Die Dose mit der Kondensmilch hatte auf dem Küchentisch einen weißen Ring aus Milch gebildet, den ich ausführlich betrachtete. Ein Insekt, das Milchprodukten nicht abgeneigt war, würde an dieser feingezeichneten Null aus Milch wohl eine abgerundete Abendmahlzeit vorfinden. Eben aber hatte ich das einzige im Raum befindliche Insekt mittels Buchanwurf erledigt.
Spätnachts saß ich vor dem Computer. Ich störte niemanden. Ich ging zu Bett, wenn mir danach war, ich stand auf, ohne den Betrieb der Welt zu stören.

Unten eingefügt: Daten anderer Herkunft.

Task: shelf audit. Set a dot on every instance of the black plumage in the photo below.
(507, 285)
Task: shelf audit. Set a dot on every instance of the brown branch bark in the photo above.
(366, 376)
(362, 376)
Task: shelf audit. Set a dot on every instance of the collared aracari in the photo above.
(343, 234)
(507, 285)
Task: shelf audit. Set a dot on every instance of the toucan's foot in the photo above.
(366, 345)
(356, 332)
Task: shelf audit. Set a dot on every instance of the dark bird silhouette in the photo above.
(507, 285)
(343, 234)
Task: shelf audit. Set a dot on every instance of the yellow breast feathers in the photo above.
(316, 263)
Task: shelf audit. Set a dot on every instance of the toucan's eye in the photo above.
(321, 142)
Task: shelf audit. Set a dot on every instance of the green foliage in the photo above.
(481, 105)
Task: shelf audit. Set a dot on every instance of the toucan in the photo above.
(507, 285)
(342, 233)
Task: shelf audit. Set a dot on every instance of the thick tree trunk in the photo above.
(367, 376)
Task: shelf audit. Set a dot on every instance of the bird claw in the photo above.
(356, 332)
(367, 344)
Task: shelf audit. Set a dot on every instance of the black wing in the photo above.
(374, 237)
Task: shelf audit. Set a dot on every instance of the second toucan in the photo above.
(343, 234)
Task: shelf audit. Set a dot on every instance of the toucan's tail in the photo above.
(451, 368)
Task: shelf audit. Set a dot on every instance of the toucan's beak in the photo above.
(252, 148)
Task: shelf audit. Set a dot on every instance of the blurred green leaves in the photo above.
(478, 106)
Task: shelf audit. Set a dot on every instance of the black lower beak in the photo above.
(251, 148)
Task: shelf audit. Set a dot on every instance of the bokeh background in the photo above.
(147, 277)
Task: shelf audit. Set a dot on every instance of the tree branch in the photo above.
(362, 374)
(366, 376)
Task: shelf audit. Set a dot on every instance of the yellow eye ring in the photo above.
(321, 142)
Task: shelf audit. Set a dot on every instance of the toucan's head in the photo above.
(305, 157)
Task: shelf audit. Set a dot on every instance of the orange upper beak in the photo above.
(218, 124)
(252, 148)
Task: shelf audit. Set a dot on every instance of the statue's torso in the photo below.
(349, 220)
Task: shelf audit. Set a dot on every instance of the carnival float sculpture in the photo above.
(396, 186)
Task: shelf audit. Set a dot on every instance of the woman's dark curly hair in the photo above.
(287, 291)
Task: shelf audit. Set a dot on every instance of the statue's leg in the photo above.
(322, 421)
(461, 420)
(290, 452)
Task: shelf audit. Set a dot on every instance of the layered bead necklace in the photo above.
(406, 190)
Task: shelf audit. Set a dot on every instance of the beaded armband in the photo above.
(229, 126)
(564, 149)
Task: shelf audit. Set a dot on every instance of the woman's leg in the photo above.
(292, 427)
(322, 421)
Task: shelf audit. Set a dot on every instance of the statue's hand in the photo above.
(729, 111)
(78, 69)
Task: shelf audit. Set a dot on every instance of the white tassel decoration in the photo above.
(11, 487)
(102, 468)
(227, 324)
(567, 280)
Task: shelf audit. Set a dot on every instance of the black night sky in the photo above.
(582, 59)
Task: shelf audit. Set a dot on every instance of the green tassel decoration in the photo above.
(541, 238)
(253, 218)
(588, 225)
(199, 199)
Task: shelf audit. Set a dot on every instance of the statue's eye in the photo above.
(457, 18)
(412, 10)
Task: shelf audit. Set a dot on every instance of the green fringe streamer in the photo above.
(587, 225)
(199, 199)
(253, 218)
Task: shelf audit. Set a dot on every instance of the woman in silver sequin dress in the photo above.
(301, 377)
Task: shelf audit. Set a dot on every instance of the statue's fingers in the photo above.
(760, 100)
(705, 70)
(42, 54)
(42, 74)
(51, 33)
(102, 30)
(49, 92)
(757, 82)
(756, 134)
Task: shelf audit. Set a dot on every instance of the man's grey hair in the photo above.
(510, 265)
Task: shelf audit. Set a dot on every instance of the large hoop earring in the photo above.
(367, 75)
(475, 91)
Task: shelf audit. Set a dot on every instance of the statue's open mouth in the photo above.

Ich hatte nichts weiter in der Hand als einen Namen, den ich niemals vorher gehört hatte. Weil wir den gleichen Vater haben; wenn dieser Satz stimmte, dann hatte ich soeben erfahren, dass mein Vater noch ein Kind gezeugt hatte, außer uns, seinen ehelichen Kindern. Zuerst dachte ich: noch ein Kind. Dann dachte ich: mindestens noch ein Kind und musste lachen. Die Vorstellung war so absurd wie überwältigend.